Trees, shrubs and bushes are an important element of savanna ecosystems and for livelihoods in dryland areas dependent on fuel–wood supply. During the past decades, several studies have seriously questioned prevailing narratives of a widespread and Sahel-wide decrease in woody cover, commending the relevance of large scale woody cover monitoring systems.


Most studies estimating tree canopy cover with remote sensing rely on high resolution imagery which allow direct mapping at a scale recognizing trees of a certain size as objects. However, imageries with a spatial resolution of 1–5 m are cumbersome to process, expensive, susceptible to clouds, and do only provide a static situation for a limited spatial area. Moreover, considering trees as objects, smaller isolated woody plant are missed. Moreover, the reliability of global tree cover products in semi-arid regions with open tree cover is contested.

We suggest an approach driven by vegetation phenology including in situ measured woody cover data across the Sahel and seasonal metrics from time series of MODIS and SPOT-VGT. The method is an indirect estimation of the canopy cover of all woody phanerophytes including trees, shrubs and bushes, and is based on the significant difference in phenophases of woody plants as compared to that of the herbaceous plants. In the Sahel, annual herbaceous plants are only green during the rainy season from June to October and senescence occurs after flowering in September towards the last rain events of the season. The leafing of most trees and shrubs is longer, with several evergreen species, and many woody species green-up ahead of the rains during the last month of the dry season, while annual herbaceous are dependent on the first rains to germinate.

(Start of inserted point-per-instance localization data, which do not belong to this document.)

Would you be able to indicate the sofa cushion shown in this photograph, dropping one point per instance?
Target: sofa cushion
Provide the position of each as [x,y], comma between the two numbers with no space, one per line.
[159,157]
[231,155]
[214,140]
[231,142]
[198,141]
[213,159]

Figure from Brandt et al., 2016: Seasonal distribution of woody leaf mass depending on the phenological type, modeled within the STEP primary production simulation model (Mougin, Lo Seen, Rambal, Gaston, & Hiernaux, 1995). The months of the wet season during which herbaceous grow are highlighted in a shaded box. Illustrations of typical herbaceous growing curves can be found in Mougin et al. (2014).

We tested 10 metrics representing the annual FAPAR dynamics for their ability to reproduce in situ woody cover at 43 sites (163 observations between 1993 and 2013). Both multi-year field data and satellite metrics are averaged to produce a steady map. Multiple regression models using the integral of FAPAR from the onset of the dry season to the onset of the rainy season, the start date of the growing season and the rate of decrease of the FAPAR curve achieve a cross validated r2 /RMSE (in % woody cover) of 0.73/3.0 (MODIS) and 0.70/3.2 (VGT). The extrapolation to Sahel scale shows an almost nine times higher woody cover than in the global tree cover product MOD44B which only captures trees of a certain minimum size. The derived woody cover map of the Sahel is made publicly available and represents an improvement of existing products and a contribution for future studies of drylands quantifying carbon stocks, climate change assessment, as well as parametrization of vegetation dynamic models.